While there, I met Sheena Rose for the first time at a Saturday afternoon arts salon at Folkestowne Marine Park where Sheena was presenting her work. I was immediately drawn to Rose’s vibrant imagery, her bold self-presentation, and her unapologetically Bajan ways and work. Rose more than lived up to the expectations set by two Caribbean creatives and scholars who introduced me to Rose’s work, Barbadian filmmaker Lisa Harewood and Yale University professor Vanessa Agard-Jones.
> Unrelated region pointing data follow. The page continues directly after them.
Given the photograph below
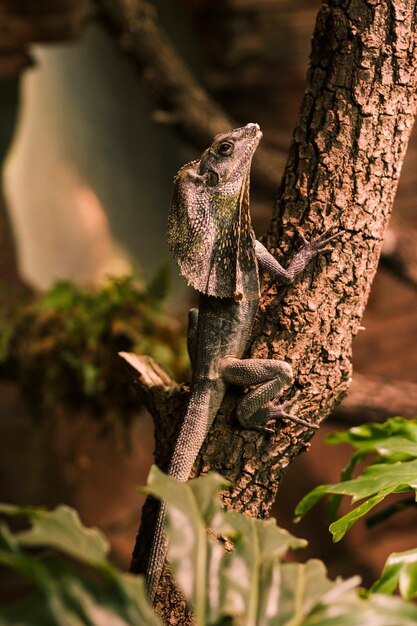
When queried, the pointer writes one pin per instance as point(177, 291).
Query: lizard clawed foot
point(279, 412)
point(258, 420)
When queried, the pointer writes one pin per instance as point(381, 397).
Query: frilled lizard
point(212, 240)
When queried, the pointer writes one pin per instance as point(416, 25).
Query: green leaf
point(61, 592)
point(247, 573)
point(354, 611)
point(400, 571)
point(391, 472)
point(368, 435)
point(62, 530)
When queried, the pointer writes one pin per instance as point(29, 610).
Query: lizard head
point(228, 158)
point(209, 226)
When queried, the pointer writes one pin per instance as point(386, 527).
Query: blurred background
point(91, 136)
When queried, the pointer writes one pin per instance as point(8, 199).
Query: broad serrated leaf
point(62, 530)
point(292, 591)
point(400, 571)
point(354, 611)
point(373, 485)
point(61, 593)
point(247, 572)
point(368, 435)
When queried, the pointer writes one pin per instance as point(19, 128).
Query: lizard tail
point(201, 411)
point(158, 553)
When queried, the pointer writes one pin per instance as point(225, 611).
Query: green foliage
point(63, 348)
point(251, 585)
point(390, 450)
point(400, 571)
point(66, 579)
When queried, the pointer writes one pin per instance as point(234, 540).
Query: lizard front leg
point(309, 251)
point(271, 377)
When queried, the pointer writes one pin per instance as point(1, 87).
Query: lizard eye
point(225, 148)
point(212, 178)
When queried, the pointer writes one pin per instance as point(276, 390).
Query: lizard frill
point(212, 239)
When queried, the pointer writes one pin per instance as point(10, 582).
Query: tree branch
point(399, 254)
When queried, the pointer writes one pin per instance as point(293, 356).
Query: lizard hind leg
point(271, 378)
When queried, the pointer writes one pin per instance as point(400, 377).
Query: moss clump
point(63, 347)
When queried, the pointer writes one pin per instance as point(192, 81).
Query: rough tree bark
point(343, 168)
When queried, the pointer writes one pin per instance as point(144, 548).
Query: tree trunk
point(343, 169)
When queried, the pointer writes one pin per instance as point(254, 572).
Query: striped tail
point(201, 411)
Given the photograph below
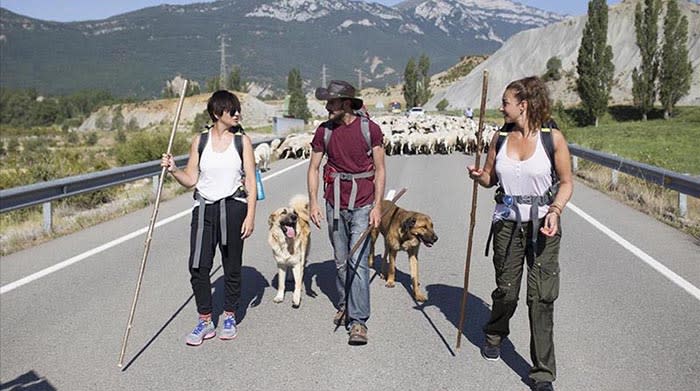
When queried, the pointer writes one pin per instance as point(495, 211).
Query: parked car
point(415, 112)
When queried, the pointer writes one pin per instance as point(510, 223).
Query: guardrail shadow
point(448, 300)
point(28, 381)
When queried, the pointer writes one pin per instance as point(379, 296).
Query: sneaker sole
point(226, 338)
point(206, 337)
point(489, 358)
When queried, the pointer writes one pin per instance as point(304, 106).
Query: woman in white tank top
point(222, 216)
point(522, 168)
Her painting, “Too Much Makeup,” ended up above my desk as a graduation gift at the end of my MFA at the Iowa Writers’ Workshop. The two years I spent in Iowa City, while fruitful creatively and professionally, were a wasteland in terms of people of color, particularly Afro-Caribbean women, who were at the center of the life I’d left back in Brooklyn, and whom I consider my creative muses. The gift was a testament to the experiences I had growing up in Brooklyn, along with my Caribbean roots. It was also a symbol of victory, a reminder that I’d survived a strange time in a strange land and lived to tell the tale.
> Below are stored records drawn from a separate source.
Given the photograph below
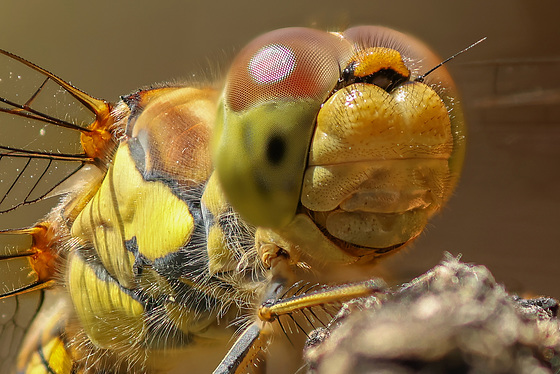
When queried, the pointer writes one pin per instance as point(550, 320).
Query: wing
point(51, 135)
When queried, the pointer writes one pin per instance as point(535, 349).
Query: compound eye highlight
point(293, 63)
point(273, 92)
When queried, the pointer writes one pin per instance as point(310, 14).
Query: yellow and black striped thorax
point(162, 256)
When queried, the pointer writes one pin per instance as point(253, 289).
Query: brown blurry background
point(505, 213)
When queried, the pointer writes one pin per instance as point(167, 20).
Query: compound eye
point(273, 93)
point(293, 63)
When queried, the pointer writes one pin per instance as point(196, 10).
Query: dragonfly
point(192, 219)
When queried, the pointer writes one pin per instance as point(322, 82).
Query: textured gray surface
point(506, 210)
point(453, 319)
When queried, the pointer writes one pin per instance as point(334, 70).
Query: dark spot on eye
point(275, 149)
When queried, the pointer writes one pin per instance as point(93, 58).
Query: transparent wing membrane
point(17, 314)
point(45, 125)
point(49, 131)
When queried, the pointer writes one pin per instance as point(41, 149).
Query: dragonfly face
point(322, 150)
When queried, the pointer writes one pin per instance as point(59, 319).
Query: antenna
point(421, 78)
In the fall, I arrived in Philadelphia, a city that turned out to be the perfect, soulful answer to two years of exile in Iowa. Looming over the fresh surroundings and the gift of a free university apartment was the insistent pressure to finish my novel. Just days after I graduated from the Iowa Writers’ Workshop that May, Penguin Press acquired The Star Side of Bird Hill. Buoyed by my West Indian work ethic and news reports that publishers were demanding advances returned on overdue books, I was determined to finish my book by the November deadline. As I got down to work, an unexpected idea grew stronger and stronger: “Too Much Makeup” needed to be the cover for my novel.
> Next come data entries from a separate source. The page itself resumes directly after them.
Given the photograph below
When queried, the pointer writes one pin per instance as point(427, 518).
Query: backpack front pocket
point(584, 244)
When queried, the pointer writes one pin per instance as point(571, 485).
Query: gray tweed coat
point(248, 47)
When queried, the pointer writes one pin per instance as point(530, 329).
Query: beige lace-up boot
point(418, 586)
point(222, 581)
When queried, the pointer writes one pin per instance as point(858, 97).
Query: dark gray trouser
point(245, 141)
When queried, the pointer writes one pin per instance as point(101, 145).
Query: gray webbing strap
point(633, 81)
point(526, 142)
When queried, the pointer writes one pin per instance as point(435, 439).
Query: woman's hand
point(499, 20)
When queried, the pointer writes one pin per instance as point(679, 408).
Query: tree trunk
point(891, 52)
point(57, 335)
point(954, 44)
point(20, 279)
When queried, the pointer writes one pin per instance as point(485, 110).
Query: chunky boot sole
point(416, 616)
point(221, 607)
People told me not to get attached to the idea of using Sheena Rose’s artwork on the cover of my book. Publishing companies have big art departments and are unlikely to use work by an artist of my choosing for the cover, they warned me. Still, I proceeded, hopeful as ever. And to my delighted surprise, my publisher was on board with this piece as the cover, a feeling of elation only surpassed by the moment, three months later, when Sheena graciously granted permission to use her piece on the cover.
I shrieked with joy when I saw the galleys of The Star Side of Bird Hill earlier this year. Sure, I was excited to have an advance copy of my first book in my hands. But more importantly, there was a thrill of recognition upon seeing a black girl on the cover of my book. It was not unlike the joy I felt when I first saw the girl lazing about in her school uniform on the cover of Jamaica Kincaid’s Annie John or an impossibly young June Jordan on the cover of her memoir Soldier: A Poet’s Childhood. I felt it when I saw the protagonist of Paule Marshall’s Brown Girl, Brownstones, Selina Boyce on that book’s cover, and more recently when I read Jacqueline Woodson’s Brown Girl Dreaming.
The cover of my book features one face, but also many: there’s mine, and the face of my sister, and my cousins, and my mothers and my aunties, and all the women who I’ve yet to discover and put on the page. It is the image a girl who is fierce and opinionated and ready to tell a story, throw shade, give a joke, or all of the above. The girl on the cover is who I wanted to write about, the kind of girl I once was.